Character encoding OJS 3.1.1.2

After upgrade from OJS 3.0.1 to OJS 3.1.1.2 I have issues with character encoding. Database in old version of OJS before update was latin1_swedish.ci
I changed it to utf8 general_ci
4
but I still have very garbled characters in citations and other parts where Spanish and other characters appear.
client_charset = utf-8
connection_charset = utf8
database_charset = utf8
charset_normalization = Off

Server connection collation is utf8_general_ci.
Please advise how to make garbled characters readable. Tools as iconv are not available.
Thanks

I had a similar problem; I had an old 2.4 db which was migrated to 3.x. I tried iconv but without success (was throwing errors), so I ended up using the PHP lib GitHub - neitanod/forceutf8: PHP Class Encoding featuring popular Encoding::toUTF8() function --formerly known as forceUTF8()-- that fixes mixed encoded strings. to build a quick and dirty export/import tool. Using the lib I exported as latin1 (which is actually windows 1252) and reimported as utf8.

Please can you elaborate in more detaisl how you have done that.

I had to do two things to ensure char encoding helped when OJS rendered in the browser.

Firstly, check whether your database is correctly encoded. You can do this by querying tables and checking the data. If your database is not correctly encoded you will need to export out your data as latin1 and reimport as utf8.

To do this I used a PHP library and wrote a script. The most important part of the script is getting the encoding right:

    'default-character-set' => 'utf8',
    'connection-character-set' => 'latin1',

This will ensure you sql dump dumps the correctly encoded character sets.

When you reimport the dumped sql mysql should be able to reencode the imported data correctly.

The second thing I had to do was change the connection encoding. By default. OJS leaves this to the database but because mysql defaults the server to latin1 you will need to override it:

connection_charset = utf8

You can get info about your db encoding using:

SHOW VARIABLES WHERE variable_name like 'char%';
+--------------------------+----------------------------+
| Variable_name            | Value                      |
+--------------------------+----------------------------+
| character_set_client     | utf8                       |
| character_set_connection | utf8                       |
| character_set_database   | latin1                     |
| character_set_filesystem | binary                     |
| character_set_results    | utf8                       |
| character_set_server     | latin1                     |
| character_set_system     | utf8                       |
| character_sets_dir       | /usr/share/mysql/charsets/ |
+--------------------------+----------------------------+

Why character_set_server is used and not character_set_connection; no idea. It’s something that probably requires more investigation.

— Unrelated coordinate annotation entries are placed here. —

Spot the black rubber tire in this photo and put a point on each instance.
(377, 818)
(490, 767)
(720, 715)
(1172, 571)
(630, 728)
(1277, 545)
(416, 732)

These two issues solved my OJS encoding issue when moving from OJS 2.4 to 3.x. However, we now have people still copying and pasting windows 1252 encoded text (probably due to some users still using older versions of Windows and Word; I’m using Linux all the time which defaults to utf8 so testing this can be difficult) into the database so it looks like we have an ongoing problem.

For now, though, the OJS database should be correctly encoded as utf8.

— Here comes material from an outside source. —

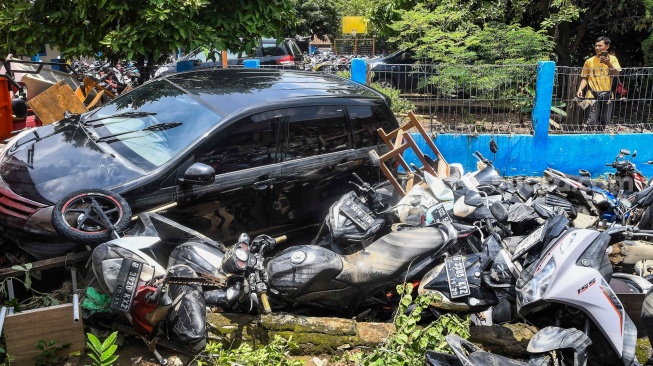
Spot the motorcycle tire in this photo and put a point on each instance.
(646, 222)
(75, 216)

@haydenyoung, I have the same problem trying to migrate one journal to OJS3. Would you care to share the script that you were using to convert the database?

Just in case anybody else is having the same problem, I’ve stumbled upon this script:

It does the conversion of latin1 characters stored in utf8 database via binary

CONVERT(CAST(CONVERT(`{$column}` USING latin1) AS binary) USING utf8)

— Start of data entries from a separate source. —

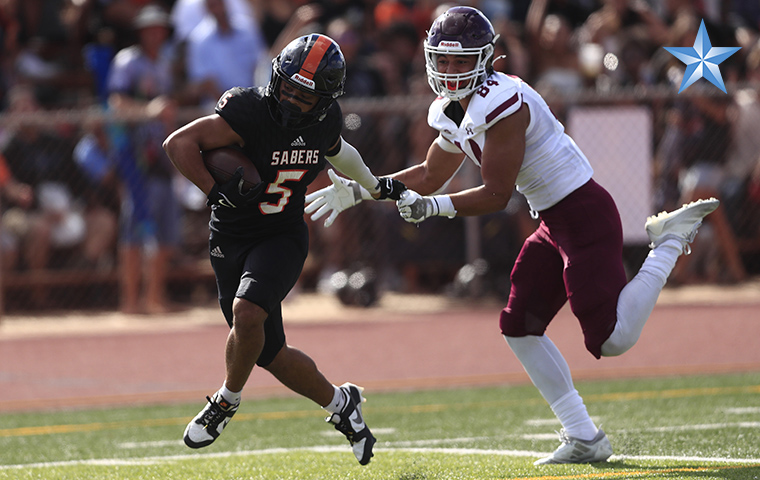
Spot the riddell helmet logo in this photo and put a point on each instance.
(303, 81)
(448, 44)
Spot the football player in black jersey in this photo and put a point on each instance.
(259, 240)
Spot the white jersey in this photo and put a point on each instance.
(553, 165)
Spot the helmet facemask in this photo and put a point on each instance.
(456, 86)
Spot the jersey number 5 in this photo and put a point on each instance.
(284, 192)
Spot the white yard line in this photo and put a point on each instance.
(334, 448)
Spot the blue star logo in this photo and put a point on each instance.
(702, 60)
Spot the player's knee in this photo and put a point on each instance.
(247, 316)
(613, 346)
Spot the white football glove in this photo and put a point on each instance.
(415, 208)
(342, 194)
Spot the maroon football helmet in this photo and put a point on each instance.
(459, 31)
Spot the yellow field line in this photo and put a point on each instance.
(621, 396)
(637, 473)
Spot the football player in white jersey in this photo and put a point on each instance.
(575, 255)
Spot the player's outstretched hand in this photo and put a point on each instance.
(230, 193)
(415, 208)
(342, 194)
(390, 189)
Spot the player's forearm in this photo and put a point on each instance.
(479, 201)
(186, 157)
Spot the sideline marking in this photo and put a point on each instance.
(108, 462)
(638, 473)
(428, 408)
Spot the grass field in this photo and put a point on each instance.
(704, 428)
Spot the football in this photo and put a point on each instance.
(222, 163)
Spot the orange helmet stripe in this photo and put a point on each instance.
(309, 67)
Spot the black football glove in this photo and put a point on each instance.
(390, 188)
(230, 193)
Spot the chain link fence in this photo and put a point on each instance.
(61, 206)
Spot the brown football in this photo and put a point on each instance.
(222, 163)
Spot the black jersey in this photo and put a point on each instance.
(287, 160)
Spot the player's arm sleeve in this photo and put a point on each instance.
(350, 163)
(446, 145)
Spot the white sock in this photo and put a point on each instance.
(573, 416)
(638, 298)
(230, 396)
(338, 402)
(550, 373)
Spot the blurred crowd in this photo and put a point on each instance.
(107, 192)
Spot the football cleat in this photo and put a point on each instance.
(574, 450)
(350, 423)
(681, 224)
(209, 423)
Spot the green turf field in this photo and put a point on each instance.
(701, 428)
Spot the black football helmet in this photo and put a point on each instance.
(313, 64)
(459, 31)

You can use it on 2.4.x prior to migration. Just don’t forget to update config.inc.php for utf-8 connection afterwards.

It works.

3 Likes

@szmigieldesign, thank you so much for the script! It worked perfectly in my case as well.

I want to share my experience in case it might be helpful for someone in the future:

Though the script worked as intended, I noticed something peculiar: there were no visible changes in the database when viewed through PHPMyAdmin (that is, the strange characters are still visible). However, I can confirm that the script positively impacted the website’s functionality. The Spanish version of the site now displays correctly, free from any strange characters.

It’s worth mentioning that while the main article content appears problem-free, the discussions in Spanish within each manuscript still show some odd symbols. However, this does not affect the main content, which is the most crucial part. Moreover, new conversations in Spanish are also displaying correctly. This discrepancy between the discussions and manuscript texts might be linked to some changes I made earlier in a few tables (changes in collation probably, I can’t remember because it was some time ago), though I’m yet to confirm this.

P.S.: I updated from version 3.2.1-4 to 3.3.0-16. It was supposed to be using UTF8, but somehow, the tables were being written in latin1.

Once again, thank you very much for your help!